UW-Milwaukee prof involved in scheme defrauding grad students

Kelly Meyerhofer:

The case prompted UWM to make many changes, including increased communication to its roughly 4,400 graduate students and additional training to help employees recognize and flag potential fraud. It also underscored the financial vulnerability of graduate students enrolled at UWM, where only about 22% receive assistantships that cover the cost of their tuition. For comparison, at UW-Madison, 71% of doctoral students and 27% of master’s students hold assistantships that qualify them for tuition remission.

UWM’s 2021 investigation into Yu, released to the Journal Sentinel under the state’s public records law, offers new insight on the case. The university was alerted to potential problems when employees noticed “suspicious activity” related to one of Liu’s research grants. Yu was a co-leader of her husband’s project.

From at least 2014 through 2018, UWM records indicate, Liu sent letters to several students who had applied for admission to the civil and environmental engineering program.
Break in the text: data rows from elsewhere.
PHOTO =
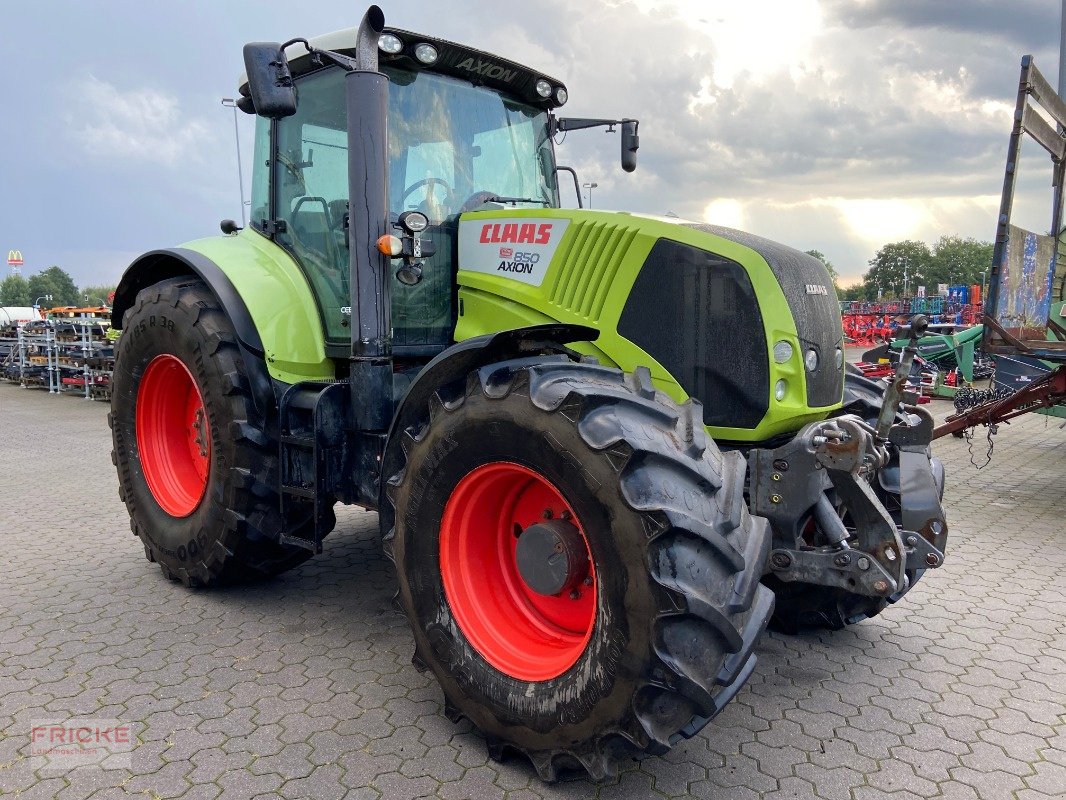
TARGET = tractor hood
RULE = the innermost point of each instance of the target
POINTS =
(749, 326)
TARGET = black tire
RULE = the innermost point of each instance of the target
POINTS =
(231, 536)
(678, 560)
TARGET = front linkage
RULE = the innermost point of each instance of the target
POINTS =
(855, 508)
(858, 545)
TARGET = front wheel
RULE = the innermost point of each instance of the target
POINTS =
(577, 562)
(197, 467)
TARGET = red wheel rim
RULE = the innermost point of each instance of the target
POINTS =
(173, 435)
(522, 634)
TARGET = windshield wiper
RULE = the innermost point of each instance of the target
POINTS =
(514, 201)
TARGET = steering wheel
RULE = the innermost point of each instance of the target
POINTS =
(431, 185)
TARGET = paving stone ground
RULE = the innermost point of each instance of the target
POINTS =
(303, 687)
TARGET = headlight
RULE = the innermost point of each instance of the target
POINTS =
(389, 44)
(810, 361)
(425, 53)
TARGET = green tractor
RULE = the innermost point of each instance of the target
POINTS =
(598, 443)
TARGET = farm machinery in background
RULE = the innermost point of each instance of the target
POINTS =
(868, 323)
(1023, 330)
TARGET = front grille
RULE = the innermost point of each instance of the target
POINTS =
(579, 288)
(696, 314)
(817, 316)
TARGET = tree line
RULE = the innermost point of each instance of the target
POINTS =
(899, 268)
(53, 283)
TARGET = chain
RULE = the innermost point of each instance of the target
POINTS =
(967, 397)
(968, 435)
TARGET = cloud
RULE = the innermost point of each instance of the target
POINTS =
(141, 125)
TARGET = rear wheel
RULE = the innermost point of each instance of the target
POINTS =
(577, 562)
(197, 467)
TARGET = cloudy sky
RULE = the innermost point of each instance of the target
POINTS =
(833, 124)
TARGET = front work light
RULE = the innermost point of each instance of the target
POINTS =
(425, 53)
(388, 43)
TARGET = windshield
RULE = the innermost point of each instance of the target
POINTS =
(451, 146)
(450, 142)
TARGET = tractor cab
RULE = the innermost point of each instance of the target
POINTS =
(465, 130)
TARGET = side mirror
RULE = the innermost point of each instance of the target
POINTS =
(270, 81)
(629, 144)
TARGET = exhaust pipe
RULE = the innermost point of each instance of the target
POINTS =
(367, 94)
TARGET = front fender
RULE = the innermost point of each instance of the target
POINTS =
(261, 288)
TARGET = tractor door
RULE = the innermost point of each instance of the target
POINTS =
(451, 145)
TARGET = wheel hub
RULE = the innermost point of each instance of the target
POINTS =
(173, 435)
(529, 616)
(552, 557)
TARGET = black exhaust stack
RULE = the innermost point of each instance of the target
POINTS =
(367, 92)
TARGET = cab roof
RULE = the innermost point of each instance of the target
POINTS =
(459, 61)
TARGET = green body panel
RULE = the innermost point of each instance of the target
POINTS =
(588, 282)
(279, 301)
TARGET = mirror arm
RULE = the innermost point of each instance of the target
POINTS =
(577, 185)
(578, 123)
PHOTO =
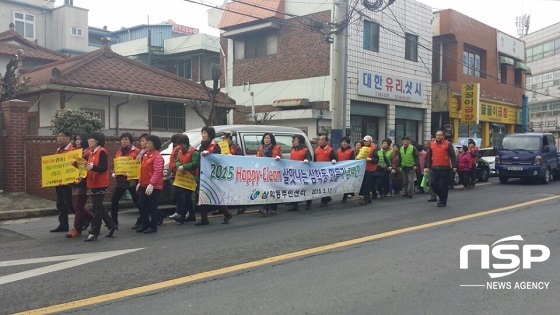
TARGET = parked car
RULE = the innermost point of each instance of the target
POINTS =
(248, 137)
(482, 168)
(489, 155)
(528, 155)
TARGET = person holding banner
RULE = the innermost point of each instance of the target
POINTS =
(209, 146)
(325, 153)
(63, 192)
(98, 185)
(187, 159)
(150, 185)
(270, 149)
(371, 176)
(345, 153)
(300, 152)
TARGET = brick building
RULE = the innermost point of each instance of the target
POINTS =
(467, 51)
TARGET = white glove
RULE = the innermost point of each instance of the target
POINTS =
(149, 189)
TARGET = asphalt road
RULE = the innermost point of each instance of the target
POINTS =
(405, 271)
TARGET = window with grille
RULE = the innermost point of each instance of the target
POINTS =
(25, 24)
(167, 116)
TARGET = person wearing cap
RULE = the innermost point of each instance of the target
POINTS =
(299, 152)
(345, 153)
(325, 153)
(473, 152)
(440, 161)
(408, 156)
(63, 192)
(371, 177)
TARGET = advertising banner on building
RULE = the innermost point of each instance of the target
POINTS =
(376, 84)
(470, 103)
(243, 180)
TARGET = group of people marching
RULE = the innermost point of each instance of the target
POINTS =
(389, 169)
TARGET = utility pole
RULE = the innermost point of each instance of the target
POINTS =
(338, 72)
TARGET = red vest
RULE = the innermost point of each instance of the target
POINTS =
(172, 158)
(148, 170)
(344, 155)
(370, 167)
(276, 151)
(298, 154)
(323, 154)
(97, 179)
(440, 153)
(185, 158)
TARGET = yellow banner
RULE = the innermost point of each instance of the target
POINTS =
(498, 113)
(470, 103)
(224, 146)
(128, 166)
(185, 180)
(59, 169)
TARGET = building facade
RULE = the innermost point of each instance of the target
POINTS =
(543, 85)
(282, 62)
(476, 56)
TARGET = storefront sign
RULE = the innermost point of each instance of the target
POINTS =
(244, 180)
(470, 103)
(498, 113)
(376, 84)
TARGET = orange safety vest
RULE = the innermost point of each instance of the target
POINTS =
(97, 179)
(344, 155)
(323, 154)
(185, 158)
(440, 154)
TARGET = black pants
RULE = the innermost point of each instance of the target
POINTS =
(117, 195)
(183, 198)
(473, 175)
(439, 183)
(149, 213)
(64, 204)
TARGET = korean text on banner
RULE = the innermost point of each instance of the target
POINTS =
(59, 169)
(244, 180)
(470, 103)
(185, 180)
(128, 166)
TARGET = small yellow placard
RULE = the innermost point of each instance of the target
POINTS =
(59, 169)
(224, 146)
(127, 166)
(185, 180)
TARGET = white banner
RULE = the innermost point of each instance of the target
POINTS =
(244, 180)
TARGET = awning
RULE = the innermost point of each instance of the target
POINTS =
(292, 102)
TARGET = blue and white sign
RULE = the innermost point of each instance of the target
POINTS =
(244, 180)
(376, 84)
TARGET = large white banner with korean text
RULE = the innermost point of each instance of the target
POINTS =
(243, 180)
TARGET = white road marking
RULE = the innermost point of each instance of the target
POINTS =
(69, 262)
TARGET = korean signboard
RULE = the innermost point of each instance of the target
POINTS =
(381, 85)
(470, 103)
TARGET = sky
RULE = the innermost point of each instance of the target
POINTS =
(500, 14)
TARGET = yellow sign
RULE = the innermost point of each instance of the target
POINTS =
(470, 103)
(127, 166)
(185, 180)
(498, 113)
(224, 146)
(59, 169)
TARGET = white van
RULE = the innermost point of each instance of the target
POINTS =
(248, 137)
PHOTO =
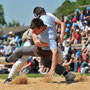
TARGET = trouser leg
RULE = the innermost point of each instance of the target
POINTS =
(47, 63)
(17, 67)
(23, 51)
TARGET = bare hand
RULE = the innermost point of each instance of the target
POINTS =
(50, 74)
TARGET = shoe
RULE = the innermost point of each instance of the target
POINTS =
(2, 60)
(70, 77)
(7, 80)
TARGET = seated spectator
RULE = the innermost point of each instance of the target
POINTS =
(85, 27)
(28, 66)
(20, 43)
(77, 62)
(2, 52)
(68, 63)
(77, 36)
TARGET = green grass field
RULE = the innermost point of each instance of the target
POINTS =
(4, 76)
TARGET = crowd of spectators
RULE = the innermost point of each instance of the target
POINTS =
(77, 31)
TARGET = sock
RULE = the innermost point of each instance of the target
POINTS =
(6, 60)
(65, 73)
(17, 67)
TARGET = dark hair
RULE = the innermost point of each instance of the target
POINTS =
(36, 22)
(37, 11)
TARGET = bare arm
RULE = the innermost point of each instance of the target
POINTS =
(37, 42)
(54, 59)
(62, 29)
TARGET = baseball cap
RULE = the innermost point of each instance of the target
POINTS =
(1, 45)
(19, 40)
(81, 19)
(78, 53)
(74, 19)
(17, 36)
(65, 36)
(75, 24)
(67, 30)
(29, 58)
(85, 22)
(77, 10)
(4, 36)
(77, 30)
(37, 11)
(88, 8)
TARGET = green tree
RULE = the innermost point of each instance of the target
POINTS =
(66, 8)
(2, 19)
(13, 24)
(83, 2)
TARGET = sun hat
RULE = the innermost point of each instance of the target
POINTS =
(77, 10)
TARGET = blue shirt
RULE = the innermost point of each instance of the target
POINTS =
(50, 34)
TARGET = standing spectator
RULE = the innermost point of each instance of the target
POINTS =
(20, 43)
(77, 36)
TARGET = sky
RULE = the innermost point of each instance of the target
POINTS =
(22, 10)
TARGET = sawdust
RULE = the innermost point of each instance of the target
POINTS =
(57, 83)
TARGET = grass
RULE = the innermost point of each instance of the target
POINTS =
(4, 76)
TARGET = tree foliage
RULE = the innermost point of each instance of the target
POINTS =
(13, 24)
(69, 7)
(2, 19)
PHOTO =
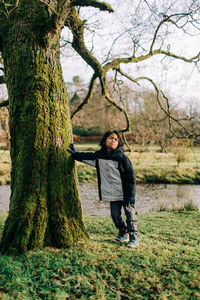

He used UWM letterhead and the fictitious name “Ian Wyatt” in the letters, which promised prospective students that tuition would be covered and paid work with him provided if they sent payments of more than $31,000 per year to the “Wisconsin International Education Foundation.”

The foundation’s office address matched the couple’s home address in Mequon, the report said.

Liu and Yu, who also worked in the civil and environmental engineering department, then set up fake gifts and grants as a mechanism to pay the students’ tuition and their work stipends, according to the report. Investigators linked Liu to the fictitious entities because his UWM email address was listed as the recovery email address for a limited liability company funding one of the fake gifts.